The goal is to recruit more people into corrections jobs and hang on to the people they already have.

When it comes to attracting workers, the warden said, “we compete with everybody.”

Coming out of the pandemic, employers started offering higher wages for work that was easier than being a prison guard. People could work from home. The North Carolina Department of Corrections saw an exodus.

Between April 2020 and March 2023, the department lost more than 2,700 correctional officers, according to data provided by the Department of Corrections. The statewide vacancy rate for officers went from 15% to 43%.

Scarborough said he and the top leadership in the department have focused on staff and making their working conditions better. Beyond increasing pay, he said they’ve been improving employee break rooms, making sure they have things like refrigerators. They got the officers new vests that keep them cooler during the hot summer months.

The department is also working to put air conditioning in every prison in the state with new funding from the General Assembly.

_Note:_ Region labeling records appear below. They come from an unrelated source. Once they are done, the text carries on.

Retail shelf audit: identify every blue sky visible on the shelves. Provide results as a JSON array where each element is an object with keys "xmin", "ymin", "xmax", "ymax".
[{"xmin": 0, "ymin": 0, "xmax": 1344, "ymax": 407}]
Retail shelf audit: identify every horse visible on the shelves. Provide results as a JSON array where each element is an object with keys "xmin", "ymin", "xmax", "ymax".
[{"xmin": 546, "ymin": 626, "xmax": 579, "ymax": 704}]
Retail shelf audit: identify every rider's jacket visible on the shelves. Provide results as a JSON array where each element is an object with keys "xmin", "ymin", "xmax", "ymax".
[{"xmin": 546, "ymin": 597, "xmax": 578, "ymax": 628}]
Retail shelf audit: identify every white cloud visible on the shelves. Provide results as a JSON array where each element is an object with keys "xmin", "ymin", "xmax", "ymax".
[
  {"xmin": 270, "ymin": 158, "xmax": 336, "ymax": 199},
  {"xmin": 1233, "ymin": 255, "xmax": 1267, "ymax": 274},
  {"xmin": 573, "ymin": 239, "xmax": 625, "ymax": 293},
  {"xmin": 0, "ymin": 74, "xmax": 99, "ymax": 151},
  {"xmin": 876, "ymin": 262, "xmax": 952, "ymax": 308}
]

At Albemarle, Diggs said they have changed some things around to make sure they can keep educational and rehabilitation programs open. That includes making people like case managers also do the job of guards so they can spread out their resources more.

“I could say, ‘we don’t have the staff,’ and make it easier on us,” he said. “We’ve taken the harder route.”

Albemarle is the first medium-security prison in North Carolina to offer the R-STEP reentry program.

The program helps inmates with all the issues they will face when they get out, including things like getting an ID, a bank account and finding a job.

Cordelia McBride runs the R-STEP program at Albemarle, where she’s worked for 16 years. She said they have employers come to the prison so they can interview inmates shortly before they’re released, similar to a job fair.

“That way they have a job as soon as they get out,” she said.

Diggs said he also brought back retirees to work part time in lower-impact areas of the prison where they still need a correctional officer.

To Diggs’ credit, people who have been incarcerated and advocates like NC-CURE, say Albemarle is known as one of the better-run prisons in North Carolina.

The North Carolina Department of Corrections continues to try to boost its ranks. But with so much competition for workers, it’s a tall order.
“When the economy struggles, we do well with hiring,” said Scarborough, who also started as a correctional officer almost 30 years ago and has risen in the ranks.

For him, it comes down to the mission of running a prison: “They know when they lay their head down at night, they’re safe.”